Thursday, May 19, 2011

Linkedin IPO


The LinkedIn IPO, which priced last night at $45 a share, has now doubled in early trading to $90 a share, bumping its valuation to $8.5 billion. That makes its founder Reid Hoffman a newly minted billionaire.
At a $90 share price, Hoffman’s entire stake is worth $1.7 billion plus he can expect a nice slice of his venture firm Greylock Partners’ stake, now worth $1.26 billion. As for LinkedIn’s other institutional investors, Sequoia Capital’s stake just shot to $1.5 billion, and Bessemer’s to $412 million (once those firms pay out their limited partners, their carry would be worth over $316 million, $378 million and $102 million, respectively).
Somewhere, Facebook Founder Mark Zuckerberg and Groupon Founder Andrew Mason are paying close attention to today’s early trading.

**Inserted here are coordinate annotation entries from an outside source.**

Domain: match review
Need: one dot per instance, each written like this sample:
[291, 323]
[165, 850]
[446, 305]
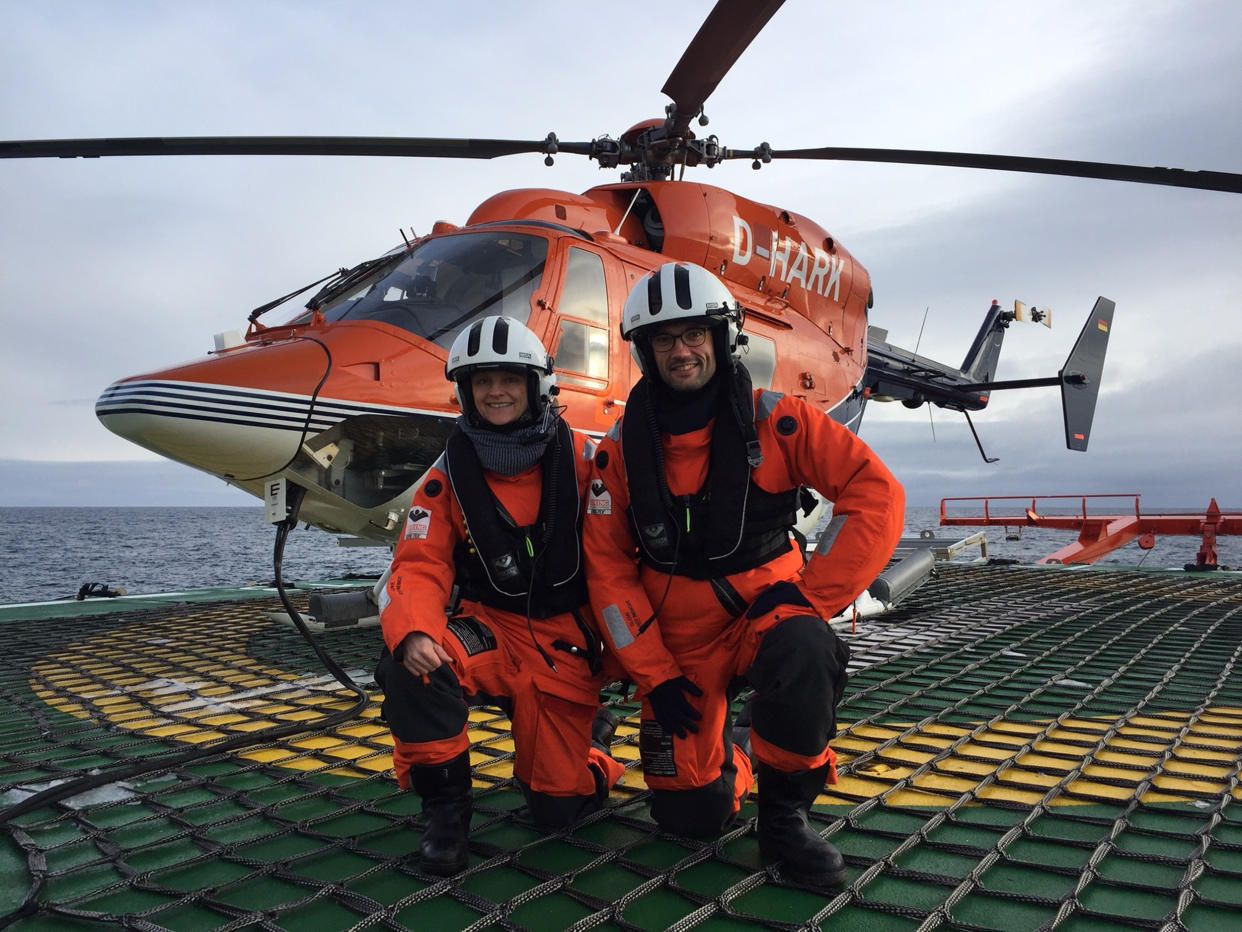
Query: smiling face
[499, 395]
[684, 368]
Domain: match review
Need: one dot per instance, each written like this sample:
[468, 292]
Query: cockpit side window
[583, 308]
[448, 281]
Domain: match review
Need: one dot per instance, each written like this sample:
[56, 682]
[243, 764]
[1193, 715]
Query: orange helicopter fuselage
[354, 406]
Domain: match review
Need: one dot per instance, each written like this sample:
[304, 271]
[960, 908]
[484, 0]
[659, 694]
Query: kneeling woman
[487, 599]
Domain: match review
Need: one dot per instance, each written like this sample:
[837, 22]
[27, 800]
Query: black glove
[783, 593]
[671, 707]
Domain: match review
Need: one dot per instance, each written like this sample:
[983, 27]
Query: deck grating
[1021, 748]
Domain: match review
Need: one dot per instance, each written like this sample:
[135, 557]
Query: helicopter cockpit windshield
[446, 281]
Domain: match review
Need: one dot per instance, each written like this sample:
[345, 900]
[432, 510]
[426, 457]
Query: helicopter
[347, 398]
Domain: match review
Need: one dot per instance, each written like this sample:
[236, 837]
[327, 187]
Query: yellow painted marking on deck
[205, 689]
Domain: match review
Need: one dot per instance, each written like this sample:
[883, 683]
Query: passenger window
[583, 346]
[583, 295]
[760, 359]
[583, 349]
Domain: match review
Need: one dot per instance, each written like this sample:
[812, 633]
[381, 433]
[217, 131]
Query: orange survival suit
[675, 569]
[476, 533]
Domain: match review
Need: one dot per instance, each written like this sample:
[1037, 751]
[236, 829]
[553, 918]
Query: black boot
[447, 803]
[784, 833]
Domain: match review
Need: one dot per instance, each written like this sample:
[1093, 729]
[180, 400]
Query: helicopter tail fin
[1081, 374]
[980, 362]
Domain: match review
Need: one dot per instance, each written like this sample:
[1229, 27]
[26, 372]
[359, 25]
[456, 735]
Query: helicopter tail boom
[896, 374]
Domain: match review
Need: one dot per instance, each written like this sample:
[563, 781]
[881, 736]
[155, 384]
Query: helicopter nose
[208, 426]
[226, 414]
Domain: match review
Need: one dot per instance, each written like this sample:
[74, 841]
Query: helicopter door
[583, 322]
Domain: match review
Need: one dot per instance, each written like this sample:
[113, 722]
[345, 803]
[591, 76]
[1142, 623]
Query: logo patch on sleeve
[600, 500]
[416, 525]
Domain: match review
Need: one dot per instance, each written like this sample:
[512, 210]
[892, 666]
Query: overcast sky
[118, 266]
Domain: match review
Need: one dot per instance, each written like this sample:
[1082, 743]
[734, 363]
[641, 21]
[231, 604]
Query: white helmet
[679, 291]
[501, 343]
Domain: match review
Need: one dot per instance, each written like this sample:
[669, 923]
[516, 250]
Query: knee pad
[799, 675]
[703, 812]
[417, 711]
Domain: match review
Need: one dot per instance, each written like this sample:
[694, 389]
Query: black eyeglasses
[691, 337]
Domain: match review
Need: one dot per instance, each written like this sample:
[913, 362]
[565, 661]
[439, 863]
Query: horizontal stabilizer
[1081, 374]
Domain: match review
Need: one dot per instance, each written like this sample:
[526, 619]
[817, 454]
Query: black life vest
[534, 568]
[730, 525]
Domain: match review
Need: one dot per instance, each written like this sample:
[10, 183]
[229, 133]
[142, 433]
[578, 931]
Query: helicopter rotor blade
[404, 147]
[1173, 177]
[719, 42]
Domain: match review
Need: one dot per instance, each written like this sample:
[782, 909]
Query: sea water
[50, 553]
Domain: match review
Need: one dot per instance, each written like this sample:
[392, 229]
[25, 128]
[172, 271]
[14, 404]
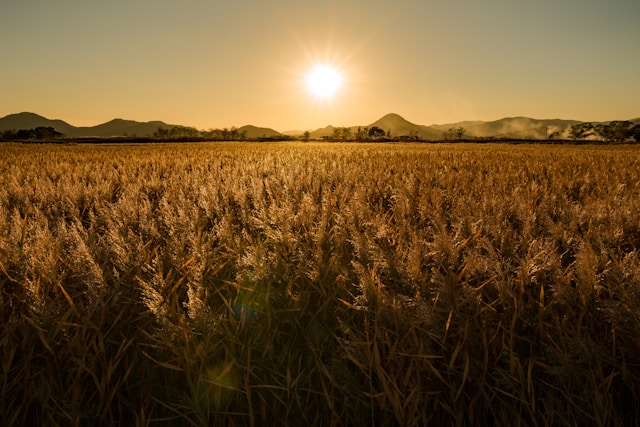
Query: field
[319, 284]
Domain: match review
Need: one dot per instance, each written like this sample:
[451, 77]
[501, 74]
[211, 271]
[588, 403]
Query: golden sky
[214, 64]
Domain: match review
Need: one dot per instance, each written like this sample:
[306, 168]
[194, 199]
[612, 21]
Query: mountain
[120, 127]
[322, 132]
[514, 127]
[396, 125]
[253, 132]
[116, 127]
[393, 123]
[32, 121]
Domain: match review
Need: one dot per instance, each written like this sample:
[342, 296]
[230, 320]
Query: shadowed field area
[319, 284]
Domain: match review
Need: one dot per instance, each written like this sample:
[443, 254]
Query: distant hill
[31, 121]
[116, 127]
[392, 123]
[322, 132]
[396, 125]
[254, 132]
[120, 127]
[517, 127]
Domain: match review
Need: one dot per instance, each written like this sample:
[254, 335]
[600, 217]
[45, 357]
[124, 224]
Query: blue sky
[229, 63]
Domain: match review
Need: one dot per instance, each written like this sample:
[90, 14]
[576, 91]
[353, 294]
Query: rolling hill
[116, 127]
[396, 125]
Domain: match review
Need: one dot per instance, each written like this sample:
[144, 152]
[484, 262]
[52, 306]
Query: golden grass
[319, 284]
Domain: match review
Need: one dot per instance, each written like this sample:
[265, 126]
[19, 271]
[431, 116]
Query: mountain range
[394, 124]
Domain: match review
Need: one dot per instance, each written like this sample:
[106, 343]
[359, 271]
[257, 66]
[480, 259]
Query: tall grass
[289, 284]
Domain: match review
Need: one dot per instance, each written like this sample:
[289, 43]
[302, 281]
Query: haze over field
[222, 64]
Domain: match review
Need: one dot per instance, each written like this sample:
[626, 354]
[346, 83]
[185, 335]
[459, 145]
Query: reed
[319, 284]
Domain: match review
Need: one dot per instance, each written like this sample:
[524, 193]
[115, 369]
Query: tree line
[615, 132]
[39, 133]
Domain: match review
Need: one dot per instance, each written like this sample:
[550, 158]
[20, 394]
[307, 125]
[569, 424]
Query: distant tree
[451, 134]
[362, 134]
[341, 134]
[615, 131]
[581, 131]
[635, 133]
[553, 136]
[376, 133]
[620, 130]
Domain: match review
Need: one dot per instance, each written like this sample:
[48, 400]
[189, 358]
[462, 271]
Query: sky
[214, 64]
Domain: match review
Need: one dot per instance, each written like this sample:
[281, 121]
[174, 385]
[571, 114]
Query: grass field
[319, 284]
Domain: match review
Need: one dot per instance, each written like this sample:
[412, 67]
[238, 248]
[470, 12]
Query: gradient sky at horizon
[214, 64]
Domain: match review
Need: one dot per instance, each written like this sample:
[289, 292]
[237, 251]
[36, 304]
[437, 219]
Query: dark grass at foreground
[319, 284]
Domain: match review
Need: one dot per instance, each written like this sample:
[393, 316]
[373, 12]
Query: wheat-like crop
[324, 284]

Groupon is expected to go public by year end; Facebook is expected to hold off until 2012. Sources tell me Groupon is eyeing a $25 billion valuation. Goldman Sachs‘ recent investment in Facebook valued the social network at $50 billion.
If LinkedIn’s debut is any harbinger of what’s to come, Facebook and Groupon’s valuations are on their way up. The one cautionary tale here is Chinese social networking giant RenRen. After pricing its shares at $14, it’s stock closed at $18, or 28.6% above the IPO price on its first day of trading. In the three weeks since it’s NYSE debut, its stock has since slid back to $14 a share.